Historical romance authors have to create a plausible setting. Many take great care to master period detail. Yet in the end, their #1 requirement is to transport the reader into an atmosphere of romantic refinement, far from contemporary reality. When it comes to Regency fantasies, the historically unlikely Sebastian, ironically, is the ideal name for the job.
4 Comments
It’s funny that you post this – I once met a Sebastian in college and thought it was a soap opera name (and this particular Sebastian was handsome enough to fit the characterization). There don’t seem to be as many soap opera characters named Sebastian as romance novels, though.
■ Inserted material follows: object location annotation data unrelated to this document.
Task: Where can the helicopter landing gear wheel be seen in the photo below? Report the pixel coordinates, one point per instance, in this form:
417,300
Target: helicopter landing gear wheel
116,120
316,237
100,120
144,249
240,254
I recently read The Nix by Nathan Hill. One of the characters is named Sebastian. He is the guy all the girls want, a rabble-rousing raconteur who seems to be at the center of every anti-authoritarian student-led protest in Chicago in 1968. At one point he confesses to a friend that his real name isn’t Sebastian. He real name, he claims, “wouldn’t inspire people.” His real name? (Spoiler alert) Guy Periwinkle!
C.S. Harris, who wrote romances under another pen name, has a mystery series set in the Regency period with a detective called Sebastian St. Cyr, Viscount Devlin. The series is entertaining but the names of a number of the characters weren’t common to the period.
I myself am an author of historical fiction, and, in my authorly opinion, Regency Romances are a scourge on my genre. Why write about dukes falling in love when you could write about normal people escaping the Nazis, finding gold (or attempting to), fighting in a war, preforming
on stage, fighting back against the biases and traditions of society, or any mix of the above! Also possibly falling in love, but on a much smaller scale.
Excuse my rant, please. Whenever Regency Romances are mentioned, it just comes over me.